A Public Sphere for Poetry, Politics, and Nature
He, like everyone
got birds and flowers and his feelings all mixed up
as his diary permitted him to.
He was ill-favored and uncraved and yet had we known
his secret life we would have perceived his lying
as a form of gentleness:
flocculent, we visualize to describe it.
For there is not much to envision, nothings
or very few. We can’t count programs and safety-measures;
negotiations and intelligence-gathering
can’t be pinned down. He was a man
whose very body disappeared into his clothes,
leaving a thinking face dark as woods to appeal.
So that when one of his circle, encountering
what little evidence there was,
the forced door, the pried cabinets,
the uproar of papers as dawn began to reveal them,
saw that coversion actually touched things,
he was taken aback. Havoc. With mere candle-
like examination gloves, mothily powdered inside,
the slim lock picks —
Even these few things were enough to distract his senses.
Even memory because palpable and an object of pity
and pity a justification for lying, as we might understand one
who blessed with a nose cruelly comic
fails to laugh, weeps
into the expanse of starlight and the White House lawn.
Someone both great and mean,
bold and vacillating, with large blind spots
in a remarkable farsightedness, a split decision . . .
It was dusk. He lifted the lid.
The music box played “Hail to the Chief,” slowing a little at the end.
“Been a year,” he said and walked into the January night.
Emotional men are born poor.
“What if I had been born a woman?” Having reached man’s end,
he could see reforging,
bright metallic obstacles swung into place, a gallery to working parts.

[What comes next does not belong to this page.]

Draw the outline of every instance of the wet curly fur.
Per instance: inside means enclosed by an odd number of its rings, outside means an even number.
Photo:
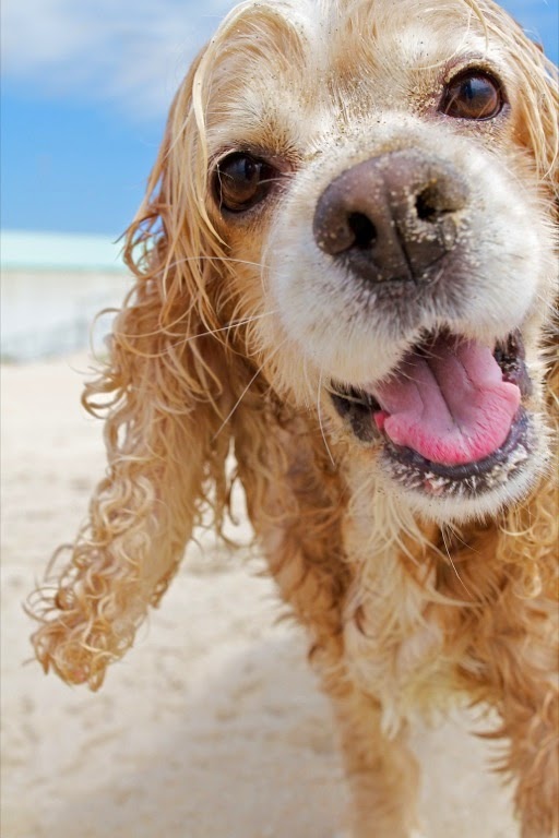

Emotional men face in to see the dawn,
feel silver roofs steam, mourn that the people whose lives are in
their hands look small enough to fit there.
Emotional men, like women with no domesticity,
are cowed by a great house —
dyed rooms of every mood,
sierra parlors of state with eagles,
crannies beneath furnaces . . .
“Politics is poetry. Not prose, no matter how good.
Mood. Emotion. Oh, you can’t do it often,
but once in a while, at a historic moment, you need the poetry.”
So you speak to your source, tranquil ventriloquist.
It has saved all the words. It will do something on your behalf.
It will be poetry and erase the awkward business of the material between
dawn and mountains, your favorite images.
This version, published in Certain Uncollected Poems, Ostrakon Press, 2012, is revised from “He, Like Everyone,” which appeared in Poetry, February 1979.